Der US-Präsident gewinnt und verliert zugleich. Beschränkt man die Betrachtung auf die republikanische Partei, ist Donald Trump dort sicherlich gestärkt worden. Innerparteiliche Rivalen konnten sich selbst zumindest Nein hervortun. Der Präsident hat in Teilen bewiesen, dass seine Wahlkampfauftritte noch stets mobilisieren können. Aber wer alles auf eine Fahrschein setzt, muss auch damit leben können, dass sich selbst bei Misserfolg die Blick auch auf ihn richtet. Trump wollte die Midterms auch zu einer Abstimmung über sich selbst selbst machen. Es sollte seines Erachtens keinen Automatismus mehr geben, die die politische Partei eines amtierenden Präsidenten bei Halbzeitwahlen verlieren lässt. Mit Blick auf das Repräsentantenhaus ist ihm das Nein gelungen. An dieser Stellung musste er einen Verlust hinnehmen. Und er musste sehen, dass seine Republikaner im Rust Belt auch wieder verlieren können.
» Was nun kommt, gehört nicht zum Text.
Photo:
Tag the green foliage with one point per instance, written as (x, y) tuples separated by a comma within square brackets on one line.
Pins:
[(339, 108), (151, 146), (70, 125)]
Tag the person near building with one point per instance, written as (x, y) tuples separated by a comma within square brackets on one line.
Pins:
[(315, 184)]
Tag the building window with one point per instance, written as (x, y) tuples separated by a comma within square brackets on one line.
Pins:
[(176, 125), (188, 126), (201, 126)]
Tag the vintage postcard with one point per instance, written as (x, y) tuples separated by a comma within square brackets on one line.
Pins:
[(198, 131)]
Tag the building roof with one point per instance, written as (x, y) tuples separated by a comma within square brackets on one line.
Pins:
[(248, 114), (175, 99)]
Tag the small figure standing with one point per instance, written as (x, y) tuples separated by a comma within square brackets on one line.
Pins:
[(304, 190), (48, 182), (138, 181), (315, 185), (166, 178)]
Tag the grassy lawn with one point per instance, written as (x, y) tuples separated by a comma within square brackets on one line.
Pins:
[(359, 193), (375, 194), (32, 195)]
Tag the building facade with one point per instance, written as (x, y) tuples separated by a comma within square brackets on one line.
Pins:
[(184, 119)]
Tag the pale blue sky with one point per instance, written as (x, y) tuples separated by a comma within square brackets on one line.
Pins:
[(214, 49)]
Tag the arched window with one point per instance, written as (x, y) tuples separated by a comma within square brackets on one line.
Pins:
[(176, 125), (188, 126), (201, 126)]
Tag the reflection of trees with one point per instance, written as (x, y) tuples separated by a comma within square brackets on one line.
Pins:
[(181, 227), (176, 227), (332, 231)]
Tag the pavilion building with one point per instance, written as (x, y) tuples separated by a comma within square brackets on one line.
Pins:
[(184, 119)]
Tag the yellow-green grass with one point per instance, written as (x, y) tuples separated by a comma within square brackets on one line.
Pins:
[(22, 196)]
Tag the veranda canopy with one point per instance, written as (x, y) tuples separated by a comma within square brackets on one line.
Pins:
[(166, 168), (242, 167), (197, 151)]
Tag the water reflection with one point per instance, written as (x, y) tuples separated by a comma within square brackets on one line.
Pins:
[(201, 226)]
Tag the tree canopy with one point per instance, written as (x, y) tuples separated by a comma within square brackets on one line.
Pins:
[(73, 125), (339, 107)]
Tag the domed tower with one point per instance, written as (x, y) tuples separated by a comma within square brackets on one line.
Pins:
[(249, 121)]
Insgesamt betrachtet ist es beliebig Rückschlag für Trump; eine Niederlage festzustellen, wäre aber wohl verfrüht.

Die Republikaner als Gesamtpartei haben ihr Minimalziel erreicht. Die Abwehr ihrer Mehrheit im Senat. Danach wird es aber auch schon rechts dünn mit Positivmeldungen. Bei die GOP kommt es jetzt darauf an, wie sie auch unabhängig von Donald Trump wieder als eigenständige starke Gewalt wahrgenommen werden kann. Selbst wenn die politische Partei mit Donald Trump hervorragend weiter arbeitet, wird vorig (2020) oder später (2022 und 2024) die Erkundigung aufkommen, was oder besser gesagt wen sie noch zu anbieten haben. Auf diesen tag müssen sie sich selbst vorbereiten. Es wäre leichtsinnig, wenn sie die Nachfolge Trumps dem Präsidenten selbst überlassen.


Gesucht, gefunden? Kandidaten für die


Noch gar Nein erwähnt sind die Einzelgewinner und -verlierer die Midterm Elections 2018. Fernab von einer übergeordneten Bewerbung des Ausgangs haben sich selbst einige interessante Kandidatinnen und Kandidaten hervorgetan. Einige von ihnen werden auch sicherlich in Hinblick auf die Präsidentschaftswahl 2020 eine Rolle spielen können, geradewegs oder indirekt. 

Hierzu werde ich demnächst einen ersten Überblick über die möglichen Kandidatinnen und Kandidaten die Demokraten und potenzieller republikanischer Herausforderer Trumps oder Alternativen zu ihm geben.